The worm, which has variously been dubbed Flame, Flamer or SkyWiper, is able to mine a vast array of data from infected machines by:
  • Surveying network traffic.
  • Taking screenshots, including in instant messaging programs.
  • Recording audio conversations via a computer's internal microphone.
  • Collecting passwords.
  • Intercepting keyboard actions
  • Gleaning information from devices connected to the infected machine by Bluetooth.
  • Scanning hard drives for specific file extensions or content.
  • Transmitting data to servers that control the malware
"Flame is one of the most complex threats ever discovered," Gostev wrote.

It far surpasses Stuxnet and Duqu, two worms behind cyberattacks against technology related to Iran's nuclear energy program, both in size - the program used to deploy it is 20 MB versus about 500 KB - and in its capability to steal information in so many different ways.

"It's a complete attack tool kit designed for general cyber-espionage purposes," writes Gostev.

7 countries hit

Like other viruses, it is able to replicate across a local network and removable devices such as USB sticks and portable drives and is controlled through a series of command-and-control servers around the world, which can also remotely remove every trace of the worm.
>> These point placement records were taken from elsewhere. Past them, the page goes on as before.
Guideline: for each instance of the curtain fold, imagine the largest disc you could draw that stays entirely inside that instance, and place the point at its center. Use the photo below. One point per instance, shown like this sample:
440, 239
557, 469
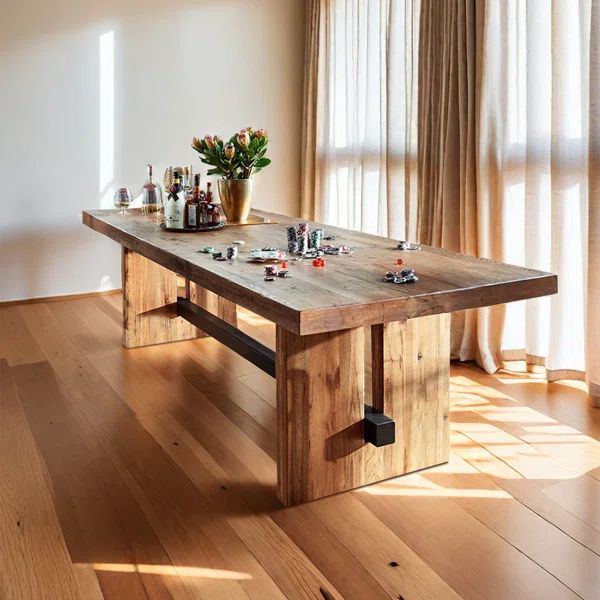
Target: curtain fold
530, 185
360, 115
593, 271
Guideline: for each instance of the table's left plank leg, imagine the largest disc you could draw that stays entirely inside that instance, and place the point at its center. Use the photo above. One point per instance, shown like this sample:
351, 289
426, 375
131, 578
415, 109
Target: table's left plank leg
149, 304
217, 305
320, 410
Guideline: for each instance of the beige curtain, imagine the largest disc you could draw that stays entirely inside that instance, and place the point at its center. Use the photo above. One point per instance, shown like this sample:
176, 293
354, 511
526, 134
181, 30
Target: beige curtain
360, 117
508, 152
514, 177
593, 270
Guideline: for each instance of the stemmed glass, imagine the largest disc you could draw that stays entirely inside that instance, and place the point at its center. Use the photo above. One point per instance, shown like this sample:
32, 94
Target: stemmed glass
123, 198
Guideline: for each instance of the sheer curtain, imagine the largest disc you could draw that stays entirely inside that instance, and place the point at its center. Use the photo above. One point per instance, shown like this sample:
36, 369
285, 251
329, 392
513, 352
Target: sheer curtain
508, 152
360, 115
548, 222
534, 167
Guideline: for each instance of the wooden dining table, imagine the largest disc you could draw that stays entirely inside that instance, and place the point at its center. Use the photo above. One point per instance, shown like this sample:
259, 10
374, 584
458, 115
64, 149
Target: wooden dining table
361, 364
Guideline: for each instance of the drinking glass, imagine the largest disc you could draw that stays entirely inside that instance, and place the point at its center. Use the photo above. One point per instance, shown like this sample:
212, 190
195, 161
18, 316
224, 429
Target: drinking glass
123, 199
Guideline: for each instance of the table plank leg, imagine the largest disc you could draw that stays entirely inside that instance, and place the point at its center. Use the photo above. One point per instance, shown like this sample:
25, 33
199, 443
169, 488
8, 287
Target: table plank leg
214, 304
320, 405
149, 304
410, 384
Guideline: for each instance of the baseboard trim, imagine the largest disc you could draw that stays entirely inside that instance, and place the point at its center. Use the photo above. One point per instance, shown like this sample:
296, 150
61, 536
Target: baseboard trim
4, 303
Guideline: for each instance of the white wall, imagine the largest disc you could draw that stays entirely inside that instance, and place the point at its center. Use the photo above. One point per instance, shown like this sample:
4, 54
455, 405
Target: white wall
90, 91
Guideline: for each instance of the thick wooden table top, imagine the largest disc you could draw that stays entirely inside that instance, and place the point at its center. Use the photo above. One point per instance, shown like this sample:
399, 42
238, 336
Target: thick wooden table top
348, 292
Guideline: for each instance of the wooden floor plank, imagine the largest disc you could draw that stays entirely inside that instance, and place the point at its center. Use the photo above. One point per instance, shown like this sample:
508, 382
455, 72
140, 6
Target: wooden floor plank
529, 492
577, 567
571, 488
253, 521
100, 519
34, 561
162, 478
17, 345
186, 521
447, 537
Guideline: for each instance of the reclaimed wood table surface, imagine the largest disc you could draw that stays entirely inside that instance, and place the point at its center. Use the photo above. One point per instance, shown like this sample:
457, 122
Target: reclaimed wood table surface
343, 335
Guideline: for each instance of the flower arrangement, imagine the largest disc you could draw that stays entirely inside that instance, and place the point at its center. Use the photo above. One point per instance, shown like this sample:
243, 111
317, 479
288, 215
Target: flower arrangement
239, 158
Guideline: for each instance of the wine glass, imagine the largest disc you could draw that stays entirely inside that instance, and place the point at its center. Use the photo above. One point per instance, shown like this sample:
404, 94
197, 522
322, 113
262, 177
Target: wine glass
123, 199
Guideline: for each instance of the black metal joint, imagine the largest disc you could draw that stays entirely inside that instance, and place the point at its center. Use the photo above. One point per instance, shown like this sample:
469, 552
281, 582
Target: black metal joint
379, 429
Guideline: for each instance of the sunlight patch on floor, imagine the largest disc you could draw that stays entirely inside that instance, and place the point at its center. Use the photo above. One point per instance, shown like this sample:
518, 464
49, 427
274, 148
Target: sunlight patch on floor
179, 571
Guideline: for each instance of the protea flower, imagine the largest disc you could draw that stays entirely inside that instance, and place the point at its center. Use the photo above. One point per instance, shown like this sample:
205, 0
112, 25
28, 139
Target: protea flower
229, 151
243, 138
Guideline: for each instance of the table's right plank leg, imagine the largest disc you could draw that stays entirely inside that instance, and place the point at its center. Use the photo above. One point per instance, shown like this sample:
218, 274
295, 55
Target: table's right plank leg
410, 381
321, 448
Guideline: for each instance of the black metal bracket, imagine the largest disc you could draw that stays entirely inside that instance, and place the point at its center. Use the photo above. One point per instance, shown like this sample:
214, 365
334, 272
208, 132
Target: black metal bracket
238, 341
380, 430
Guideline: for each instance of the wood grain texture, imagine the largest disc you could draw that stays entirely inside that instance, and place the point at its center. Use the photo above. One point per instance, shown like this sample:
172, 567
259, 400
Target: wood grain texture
410, 374
349, 292
31, 540
149, 294
141, 452
216, 305
320, 405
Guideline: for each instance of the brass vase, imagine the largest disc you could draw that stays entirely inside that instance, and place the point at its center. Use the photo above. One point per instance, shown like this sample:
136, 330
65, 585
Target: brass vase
236, 198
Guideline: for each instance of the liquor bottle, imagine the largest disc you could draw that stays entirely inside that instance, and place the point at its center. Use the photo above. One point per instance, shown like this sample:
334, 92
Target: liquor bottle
175, 204
151, 194
216, 216
187, 179
168, 179
192, 205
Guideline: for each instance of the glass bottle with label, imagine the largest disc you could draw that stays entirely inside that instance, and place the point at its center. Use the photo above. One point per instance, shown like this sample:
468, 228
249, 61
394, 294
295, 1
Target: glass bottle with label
175, 204
192, 205
151, 194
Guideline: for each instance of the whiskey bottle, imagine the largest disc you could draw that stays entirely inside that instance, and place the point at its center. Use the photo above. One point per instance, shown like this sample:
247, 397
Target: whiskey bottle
175, 204
151, 194
192, 205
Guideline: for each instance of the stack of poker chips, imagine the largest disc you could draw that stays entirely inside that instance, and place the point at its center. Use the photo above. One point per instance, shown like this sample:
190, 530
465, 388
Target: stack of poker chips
316, 238
292, 236
404, 276
270, 272
302, 237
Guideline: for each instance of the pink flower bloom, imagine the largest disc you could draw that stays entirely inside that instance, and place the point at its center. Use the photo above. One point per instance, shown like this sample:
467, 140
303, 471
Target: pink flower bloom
229, 151
243, 139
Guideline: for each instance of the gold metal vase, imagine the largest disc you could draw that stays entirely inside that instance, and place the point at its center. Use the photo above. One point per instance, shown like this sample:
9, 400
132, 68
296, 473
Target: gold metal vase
236, 198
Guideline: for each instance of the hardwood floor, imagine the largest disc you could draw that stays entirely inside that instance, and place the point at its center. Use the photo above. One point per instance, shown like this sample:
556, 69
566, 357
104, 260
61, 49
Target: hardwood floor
149, 473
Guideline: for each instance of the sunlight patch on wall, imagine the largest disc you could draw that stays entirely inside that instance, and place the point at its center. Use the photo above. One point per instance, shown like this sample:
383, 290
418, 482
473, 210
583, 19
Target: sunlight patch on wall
107, 118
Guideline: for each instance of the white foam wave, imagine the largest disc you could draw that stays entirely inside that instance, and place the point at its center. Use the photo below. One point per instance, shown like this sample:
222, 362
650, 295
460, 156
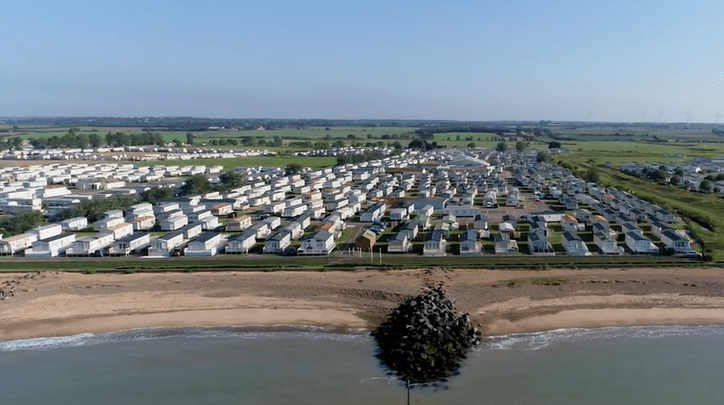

Just how it initially enters a computer is not yet known.

Kaspersky Lab discovered the worm, codenamed Worm.Win32.Flame, while carrying out work for the International Telecommunication Union, a United Nations agency, which had asked it to try to trace malware that was deleting sensitive information from computers in several countries in the Middle East.

Gostev said his company is still analysing the malware but that it is certain it was deployed in August 2010 and has been circulating since around February or March 2010 and possibly in earlier versions before that.

It has ruled out the possibility that the malware was created by hacktivists or cybercriminals because its intention is not to steal money, its architecture is vastly more complex than that used by hackers and its targets have been confined to several countries in the Middle East and Africa.

The company has concluded that it is likely the work of a nation state.

Kaspersky has so far identified seven countries that have been affected by Flame attacks:
  • Iran (189 targets)
  • Israel and Palestine (98 targets)
  • Sudan (32 targets)
  • Syria (30 targets)
  • Lebanon (18 targets)
  • Saudi Arabia (10 targets)
  • Egypt (5 targets)
Variety of targets

So far, there doesn't seem to be a pattern to the types of targets attacked. Individuals, educational institutions and state-related organizations have all been hit, Gostev said.

"From the initial analysis, it looks like the creators of Flame are simply looking for any kind of intelligence - emails, documents, messages, discussions inside sensitive locations, pretty much everything," Gostev writes. "We have not seen any specific signs indicating a particular target, such as the energy industry."

Iran's nuclear energy infrastructure was one of the targets of the Stuxnet cyberattack in 2010, so there will likely be suspicions that the newly identified worm might be deployed in similar ways.

The Stuxnet worm specifically targeted Siemens software and equipment, which is the basis of Iran's uranium-enrichment infrastructure, and did significant damage to Iran's nuclear capabilities.

Cybersecurity experts suspect it was created by Israeli or U.S. programmers at the behest of intelligence agencies in those countries.